Shaub, Ahmuty, Citrin & Spratt, LLP, Lake Success (Christopher Simone of counsel), for appellants.
Pollack, Pollack, Isaac & DeCicco, LLP, New York (Brian J. Isaac of counsel), for respondents.
Acosta, P.J., Tom, Oing, Moulton, JJ.
Order, Supreme Court, New York County (Joan M. Kenney, J.), entered March 1, 2017 which, to the extent appealed from as limited by the briefs, granted plaintiffs' motion for partial summary on the Labor Law § 240(1) claim against defendants G–Z/10UNP Realty, LLC and Lend Lease (US) Construction LMB, Inc., unanimously affirmed, without costs.
Plaintiffs established prima facie that the injured plaintiff (plaintiff) had not been provided with adequate protection from an elevation-related risk pursuant to Labor Law § 240(1) by submitting evidence that plaintiff fell when the scissor lift he was operating toppled over and that, moreover, the lift's tilt alarm failed to sound and the lift failed to shut down automatically when the lift unsafely tilted, contrary to the design of the machine. This claim was adequately preserved, since the facts and general theory supporting it were brought to defendants' attention in deposition testimony and expert opinion.
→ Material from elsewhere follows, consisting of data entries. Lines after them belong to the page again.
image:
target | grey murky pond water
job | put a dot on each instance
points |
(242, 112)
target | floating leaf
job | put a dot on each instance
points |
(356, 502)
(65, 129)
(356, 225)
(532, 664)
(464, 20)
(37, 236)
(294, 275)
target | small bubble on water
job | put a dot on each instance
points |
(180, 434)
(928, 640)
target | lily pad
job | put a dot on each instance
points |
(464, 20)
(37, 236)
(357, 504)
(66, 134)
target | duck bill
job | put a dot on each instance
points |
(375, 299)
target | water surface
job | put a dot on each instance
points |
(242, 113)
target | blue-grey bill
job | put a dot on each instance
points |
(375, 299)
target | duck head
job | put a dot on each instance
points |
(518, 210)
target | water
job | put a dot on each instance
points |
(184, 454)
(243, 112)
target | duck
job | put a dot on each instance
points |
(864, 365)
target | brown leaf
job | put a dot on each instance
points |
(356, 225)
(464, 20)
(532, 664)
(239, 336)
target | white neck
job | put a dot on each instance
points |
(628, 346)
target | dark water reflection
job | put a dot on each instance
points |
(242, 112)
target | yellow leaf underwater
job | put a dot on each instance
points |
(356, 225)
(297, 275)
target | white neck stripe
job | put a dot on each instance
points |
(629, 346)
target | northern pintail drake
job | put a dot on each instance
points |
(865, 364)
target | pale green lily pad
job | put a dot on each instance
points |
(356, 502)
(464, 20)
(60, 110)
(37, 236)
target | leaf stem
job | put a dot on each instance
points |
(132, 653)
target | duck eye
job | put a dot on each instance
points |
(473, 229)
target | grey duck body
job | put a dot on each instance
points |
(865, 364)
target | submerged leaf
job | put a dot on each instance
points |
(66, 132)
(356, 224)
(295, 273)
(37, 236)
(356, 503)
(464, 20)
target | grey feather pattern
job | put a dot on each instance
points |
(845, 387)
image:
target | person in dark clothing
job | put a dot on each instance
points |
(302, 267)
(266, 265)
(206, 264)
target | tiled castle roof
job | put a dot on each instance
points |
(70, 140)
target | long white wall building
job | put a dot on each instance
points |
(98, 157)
In opposition, defendants failed to raise an issue of fact as to whether the statute was violated. Their evidence is relevant to comparative negligence, which is not a defense to Labor Law § 240(1) (see Celaj v. Cornell, 144 A.D.3d 590, 42 N.Y.S.3d 25 [1st Dept. 2016] ).
We have considered defendants' remaining contentions and find them unavailing.